Goodbye, Mr. Bond…

 

When I teach the history of Silicon Valley, I open my lecture with a clip from the 1973 James Bond film Live and Let Die.  My point it not to talk about Bond, but rather his wristwatch — a Pulsar LED, one of the first of our mobile digital devices.  Understanding the unique moment in history when digital watches still seemed like a pretty neat idea is key to understanding the strange and powerful economics of the semiconductor industry.

In recognition of the passing today of Roger Moore, here is an excerpt from Computer: A History of the Information Machine that I wrote about the history of the digital watch:

In the 1973 film Live and Let Die, the stylish secret agent James Bond traded his signature wristwatch, a Rolex Submariner, for the latest in high-tech gadgetry, a Hamilton Pulsar digital watch. Unlike a traditional timepiece, the Pulsar did not represent time using the sweep of an hour-and-minute hand; instead, it displayed time digitally, using a recently developed innovation in microelectronics called the light-emitting diode, or LED. In the early 1970s, the glowing red lights of an LED display represented the cutting edge of integrated circuit technology, and digital watches were such a luxury item that, at $2100 for the 18-karat gold edition, they cost more even than an equivalent Rolex. The original Pulsar had actually been developed a few years early for the Stanley Kubrick film 2001: A Space Odyssey, and, for a time, access to this technology was limited to the domain of science fiction and international espionage.

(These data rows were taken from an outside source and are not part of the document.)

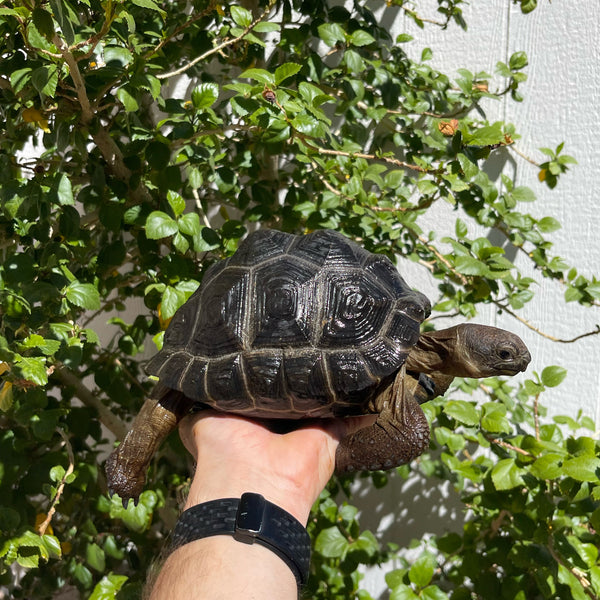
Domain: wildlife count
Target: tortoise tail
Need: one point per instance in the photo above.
(127, 465)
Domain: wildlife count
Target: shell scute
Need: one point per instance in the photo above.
(220, 328)
(354, 309)
(284, 302)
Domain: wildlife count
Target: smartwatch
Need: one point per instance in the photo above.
(249, 519)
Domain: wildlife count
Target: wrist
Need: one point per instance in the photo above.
(208, 485)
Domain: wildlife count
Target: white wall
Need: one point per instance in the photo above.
(562, 103)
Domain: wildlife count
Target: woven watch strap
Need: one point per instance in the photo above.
(251, 519)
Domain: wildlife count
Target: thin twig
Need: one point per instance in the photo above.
(540, 332)
(387, 159)
(508, 446)
(220, 47)
(536, 416)
(61, 486)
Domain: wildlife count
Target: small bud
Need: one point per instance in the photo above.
(448, 128)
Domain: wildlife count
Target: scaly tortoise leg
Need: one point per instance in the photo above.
(400, 433)
(127, 465)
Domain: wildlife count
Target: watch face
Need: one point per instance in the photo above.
(250, 516)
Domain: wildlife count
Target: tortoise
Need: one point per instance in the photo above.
(312, 326)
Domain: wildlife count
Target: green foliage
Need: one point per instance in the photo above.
(115, 194)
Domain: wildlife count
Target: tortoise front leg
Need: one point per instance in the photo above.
(127, 465)
(400, 434)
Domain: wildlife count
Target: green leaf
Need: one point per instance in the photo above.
(331, 543)
(127, 100)
(467, 265)
(65, 191)
(331, 33)
(61, 13)
(84, 295)
(523, 194)
(582, 468)
(172, 299)
(259, 75)
(158, 155)
(361, 38)
(421, 571)
(160, 225)
(284, 71)
(403, 592)
(486, 136)
(506, 475)
(189, 224)
(241, 16)
(494, 418)
(108, 587)
(95, 557)
(33, 369)
(151, 5)
(433, 592)
(462, 411)
(548, 466)
(176, 202)
(553, 376)
(205, 95)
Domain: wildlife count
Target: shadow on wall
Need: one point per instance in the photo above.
(408, 509)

Within just a few years, however, the cost (and sex appeal) of a digital watch had diminished to almost nothing. By 1976 Texas Instruments was offering a digital watch for just $20 and, within a year, had reduced the price again by half. By 1979 Pulsar had lost $6 million dollars,  had been sold twice, and had reverted back to producing more profitable analogue timepieces. By the end of the 1970s, the cost of the components required to construct a digital watch had fallen so low that it was almost impossible to sell the finished product for any significant profit. The formerly space-age technology had become a cheap commodity good—as well as something of a cliché.

The meteoric rise and fall of the digital watch illustrates a larger pattern in the unusual economics of microelectronics manufacturing. The so-called planar process for manufacturing integrated circuits, developed at Fairchild Semiconductor and perfected by companies like Intel and Advanced Micro Devices (AMD), required a substantial initial investment in expertise and equipment, but after that the cost of production dropped rapidly. In short, the cost of building the very first of these new integrated circuit technologies was enormous, but every unit manufactured after that became increasingly inexpensive.

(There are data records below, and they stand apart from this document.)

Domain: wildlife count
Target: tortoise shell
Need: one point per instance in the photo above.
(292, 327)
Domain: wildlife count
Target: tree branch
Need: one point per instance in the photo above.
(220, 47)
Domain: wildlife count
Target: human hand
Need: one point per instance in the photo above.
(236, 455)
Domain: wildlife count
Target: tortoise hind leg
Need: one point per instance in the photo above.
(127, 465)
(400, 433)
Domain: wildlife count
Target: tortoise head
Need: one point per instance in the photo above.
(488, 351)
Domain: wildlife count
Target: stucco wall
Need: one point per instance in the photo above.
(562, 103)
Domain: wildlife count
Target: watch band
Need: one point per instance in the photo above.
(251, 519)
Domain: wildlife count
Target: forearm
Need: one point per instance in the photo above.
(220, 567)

The massive economies of scale inherent in semiconductor manufacture—combined with rapid improvements in the complexity and capabilities of integrated circuits, intense competition within the industry, and the widespread availability of new forms of venture capital—created the conditions in which rapid technological innovation was not only possible but essential. In order to continue to profit from their investment in chip design and fabrication, semiconductor firms had to create new and ever-increasing demand for their products. The personal computer, video game console, digital camera, and cellphone are all direct products of the revolution in miniature that occurred in the late 1960s and early 1970s. But while this revolution in miniature would ultimately also revolutionize the computer industry, it is important to recognize that it did not begin with the computer industry. The two key developments in computing associated with this revolution—the minicomputer and the microprocessor—were parallel strands unconnected with the established centers of electronic digital computing.